Test: Absolute 50 Fly

Schicke Flybridgeyacht

Peter Lässig am 23.11.2016

Absolute 50 Fly: Der Markt für 50-Fuß-Boote ist heiß umkämpft. Absolute sorgt hier für Aufsehen und präsentiert sich im edlen Kleid

Als wir die 50 Fly in der Juli-­Ausgabe 2016 von BOOTE erstmals vorstellten, lautete die Überschrift "Schau nach vorn" – das passt perfekt. Fast immer sieht man bei Absolute gut umgesetzte Ideen, die nach einiger Zeit auch bei Mitbewerbern so auftauchen. Nicht umsonst zählt die Werft regelmäßig zu den Nominierten der bedeutenden Auszeichnung European Powerboat of the Year.

Unser Testboot bildet da keine Ausnahme und wurde für 2017 in den erlauchten Kreis gewählt

Absolute wurde 2002 in Italien gegründet und ist somit dem Anschein nach eine sehr junge Werft. Was aber Wissen, Können und vor allem Erfahrung angeht, zählt die Gründerfamilie zu den alten Hasen auf dem Bootsmarkt, wo man sich bereits mit Gobbi mehr als nur einen guten Ruf er­arbeitet hat.

Fotostrecke: Absolute 50 Fly

Weil beim Neustart unter anderem Namen auch die Fertigungsanlagen von Grund auf neu entstanden, ist Abso­lute im Hinblick auf Technik und Qualität auf der Höhe der Zeit und kann ständig Produktinnovationen präsentieren. Zurzeit werden zwölf verschiedene Modelle angeboten – vom 40 Fuß langen Daycruiser bis hin zu Trawlern und Yachten mit maximal 22 Meter Länge.

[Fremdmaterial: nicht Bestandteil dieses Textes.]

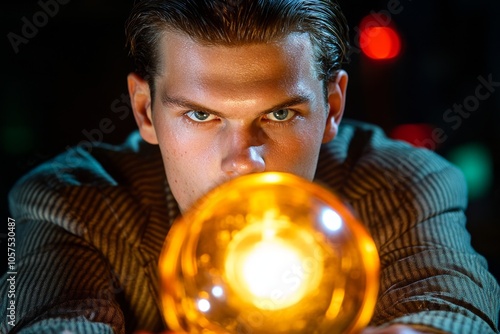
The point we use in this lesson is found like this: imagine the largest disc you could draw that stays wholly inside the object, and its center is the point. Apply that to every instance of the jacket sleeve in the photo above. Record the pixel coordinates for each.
(430, 274)
(62, 284)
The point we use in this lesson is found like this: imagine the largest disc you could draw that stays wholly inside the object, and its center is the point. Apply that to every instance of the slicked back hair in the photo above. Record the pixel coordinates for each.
(237, 22)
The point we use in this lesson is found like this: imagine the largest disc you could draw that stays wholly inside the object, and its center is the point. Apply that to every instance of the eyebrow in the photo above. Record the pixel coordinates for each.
(184, 103)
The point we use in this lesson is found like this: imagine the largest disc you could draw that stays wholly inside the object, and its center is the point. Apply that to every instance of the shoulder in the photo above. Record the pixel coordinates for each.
(86, 184)
(362, 161)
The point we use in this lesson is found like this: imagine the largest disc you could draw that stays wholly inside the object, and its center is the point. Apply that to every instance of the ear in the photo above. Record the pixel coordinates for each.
(336, 91)
(140, 99)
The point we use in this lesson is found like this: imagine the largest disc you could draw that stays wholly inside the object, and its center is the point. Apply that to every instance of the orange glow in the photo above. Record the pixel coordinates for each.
(269, 253)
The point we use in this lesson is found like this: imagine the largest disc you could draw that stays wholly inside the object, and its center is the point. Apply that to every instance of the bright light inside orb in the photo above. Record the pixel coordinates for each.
(268, 253)
(331, 220)
(264, 270)
(270, 271)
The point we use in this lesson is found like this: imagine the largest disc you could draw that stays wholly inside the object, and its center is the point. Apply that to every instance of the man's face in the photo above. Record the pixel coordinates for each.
(221, 112)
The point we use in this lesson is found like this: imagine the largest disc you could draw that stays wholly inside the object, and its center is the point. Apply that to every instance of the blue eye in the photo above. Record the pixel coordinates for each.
(200, 116)
(280, 115)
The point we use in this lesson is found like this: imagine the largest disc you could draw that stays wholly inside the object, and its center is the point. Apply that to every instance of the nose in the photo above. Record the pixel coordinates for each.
(244, 154)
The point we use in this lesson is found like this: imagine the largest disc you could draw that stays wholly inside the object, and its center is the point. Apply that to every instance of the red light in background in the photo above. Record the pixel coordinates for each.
(419, 135)
(379, 39)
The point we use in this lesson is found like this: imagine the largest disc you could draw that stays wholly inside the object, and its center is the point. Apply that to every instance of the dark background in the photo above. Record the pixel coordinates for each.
(69, 74)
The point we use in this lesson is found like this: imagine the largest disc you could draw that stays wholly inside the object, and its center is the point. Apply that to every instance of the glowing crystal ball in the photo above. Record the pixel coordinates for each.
(268, 253)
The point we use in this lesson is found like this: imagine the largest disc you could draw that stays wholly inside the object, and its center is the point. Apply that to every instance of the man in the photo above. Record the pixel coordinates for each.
(223, 89)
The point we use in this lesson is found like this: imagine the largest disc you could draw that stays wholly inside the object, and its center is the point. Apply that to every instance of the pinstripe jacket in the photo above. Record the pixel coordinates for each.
(90, 226)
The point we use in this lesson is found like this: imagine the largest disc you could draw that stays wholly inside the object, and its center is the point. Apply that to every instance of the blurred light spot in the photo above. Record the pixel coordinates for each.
(476, 162)
(217, 291)
(419, 135)
(203, 305)
(378, 39)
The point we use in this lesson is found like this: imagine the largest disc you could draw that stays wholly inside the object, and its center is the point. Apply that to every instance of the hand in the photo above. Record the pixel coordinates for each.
(393, 329)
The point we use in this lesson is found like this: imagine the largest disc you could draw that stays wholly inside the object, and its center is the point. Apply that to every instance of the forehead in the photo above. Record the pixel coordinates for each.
(284, 62)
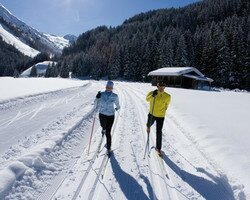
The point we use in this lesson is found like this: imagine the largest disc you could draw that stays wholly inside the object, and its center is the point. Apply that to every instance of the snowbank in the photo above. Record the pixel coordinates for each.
(34, 158)
(17, 87)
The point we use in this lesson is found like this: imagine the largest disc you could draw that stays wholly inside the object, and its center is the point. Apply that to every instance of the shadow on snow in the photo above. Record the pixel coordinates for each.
(129, 186)
(218, 189)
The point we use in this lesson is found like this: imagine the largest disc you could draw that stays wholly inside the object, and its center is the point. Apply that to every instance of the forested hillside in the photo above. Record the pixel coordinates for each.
(212, 35)
(10, 59)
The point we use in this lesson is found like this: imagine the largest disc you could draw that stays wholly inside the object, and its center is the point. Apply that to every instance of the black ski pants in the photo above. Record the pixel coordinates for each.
(159, 125)
(106, 124)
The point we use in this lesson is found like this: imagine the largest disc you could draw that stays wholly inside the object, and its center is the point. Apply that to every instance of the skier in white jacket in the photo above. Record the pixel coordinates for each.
(108, 103)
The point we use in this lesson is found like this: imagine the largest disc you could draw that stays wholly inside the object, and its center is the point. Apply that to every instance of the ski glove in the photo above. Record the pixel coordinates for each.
(155, 92)
(98, 96)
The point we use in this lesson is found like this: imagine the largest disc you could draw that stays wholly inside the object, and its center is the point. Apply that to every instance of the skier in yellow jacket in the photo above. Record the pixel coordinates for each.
(159, 101)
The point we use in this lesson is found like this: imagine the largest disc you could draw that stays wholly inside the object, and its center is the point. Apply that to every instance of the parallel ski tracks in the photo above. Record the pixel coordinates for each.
(99, 171)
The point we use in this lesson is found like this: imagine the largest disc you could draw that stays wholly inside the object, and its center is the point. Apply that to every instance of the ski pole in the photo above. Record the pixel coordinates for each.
(147, 146)
(93, 124)
(150, 122)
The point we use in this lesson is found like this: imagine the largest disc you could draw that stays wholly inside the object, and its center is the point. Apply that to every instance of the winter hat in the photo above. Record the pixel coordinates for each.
(110, 84)
(161, 83)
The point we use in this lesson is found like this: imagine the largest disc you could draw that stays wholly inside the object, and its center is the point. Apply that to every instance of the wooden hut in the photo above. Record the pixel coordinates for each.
(183, 77)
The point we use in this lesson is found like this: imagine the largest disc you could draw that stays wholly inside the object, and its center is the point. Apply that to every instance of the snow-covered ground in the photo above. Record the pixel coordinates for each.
(17, 43)
(59, 41)
(45, 136)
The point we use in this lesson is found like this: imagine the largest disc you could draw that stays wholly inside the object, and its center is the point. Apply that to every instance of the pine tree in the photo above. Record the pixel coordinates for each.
(33, 72)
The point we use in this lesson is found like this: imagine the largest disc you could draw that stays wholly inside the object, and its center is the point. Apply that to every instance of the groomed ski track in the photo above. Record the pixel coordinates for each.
(186, 172)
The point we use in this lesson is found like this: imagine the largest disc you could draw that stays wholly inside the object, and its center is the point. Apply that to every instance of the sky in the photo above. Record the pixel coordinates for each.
(61, 17)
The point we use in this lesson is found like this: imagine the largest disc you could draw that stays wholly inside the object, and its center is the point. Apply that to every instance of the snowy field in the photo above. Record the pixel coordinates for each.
(45, 127)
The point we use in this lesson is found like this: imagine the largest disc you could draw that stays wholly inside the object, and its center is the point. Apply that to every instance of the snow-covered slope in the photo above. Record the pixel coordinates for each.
(45, 141)
(70, 38)
(40, 67)
(29, 35)
(14, 41)
(60, 42)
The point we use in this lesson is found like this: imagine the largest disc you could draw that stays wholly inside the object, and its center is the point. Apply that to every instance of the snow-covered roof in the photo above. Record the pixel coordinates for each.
(200, 78)
(174, 71)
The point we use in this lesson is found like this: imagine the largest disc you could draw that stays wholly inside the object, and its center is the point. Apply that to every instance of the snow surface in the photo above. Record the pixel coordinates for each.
(205, 140)
(19, 87)
(14, 41)
(41, 68)
(174, 71)
(59, 41)
(48, 40)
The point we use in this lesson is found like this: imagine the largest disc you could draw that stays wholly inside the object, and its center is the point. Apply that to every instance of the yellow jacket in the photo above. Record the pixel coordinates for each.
(162, 100)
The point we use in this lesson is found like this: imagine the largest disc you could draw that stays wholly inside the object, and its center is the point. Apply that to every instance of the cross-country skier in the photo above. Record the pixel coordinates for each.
(159, 102)
(108, 103)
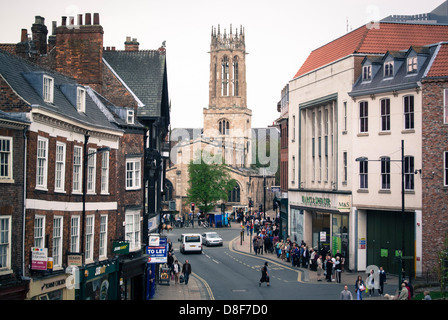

Wir testen als erstes Magazin die 50 Fly auf dem Mittelmeer

Aufgrund der Rumpflänge kann man das Boot in der 45-Fuß-Klasse einreihen, wegen des Platzangebots lässt es sich aber auch der 50-Fuß-Klasse zurechnen. Allein wenn man die Längen- und Breitenmaße multipliziert, kommt man auf mehr als 60 qm Nutzfläche. Und das ist nur eine Ebene; der Wohnbereich unter Deck plus die ausladende Flybridge sind in dieser Zahl noch gar nicht enthalten. 

Unser Testboot bietet in drei Kabinen plus einer für die Crew sieben Personen Platz zum Schlafen. Zwei Bäder mit Toiletten stehen für den Eigner und seine Gäste bereit, ein weiteres ist in der Crewkabine untergebracht.
Die Detailverarbeitung in den Innenräumen fällt schlicht­weg hervorragend aus, Ecken und Kanten, an denen man sich stoßen kann, gibt es fast nicht, und Fehler muss man mit der Lupe suchen.

Das Gleiche gilt für sämtliche Kunststoffarbeiten sowie für die technischen und elektrischen Installationen, die durchweg Spitzenklasse sind. Zudem mangelt es auf und unter Deck weder an Platz noch an Komfort, alalle Maße stimmen, egal ob man steht, sitzt oder liegt, und man passt bequem durch alle Türen; die Designer können also nicht nur schön, sondern auch funktional.

Unter Deck verrichten zwei D6-IPS- 600-Dieselmotoren von Volvo Penta ihre Arbeit und wuchten jeweils 435 PS auf die Pod­antriebe. Letztere bedeuten von Haus aus sanfte Reaktionen und entspanntes Fahren. Dank Joystick lässt sich das Boot denn auch in langsamer Fahrt in jedwede Richtung bewegen, wodurch unter anderem Hafenmanöver beruhigt absolviert werden können.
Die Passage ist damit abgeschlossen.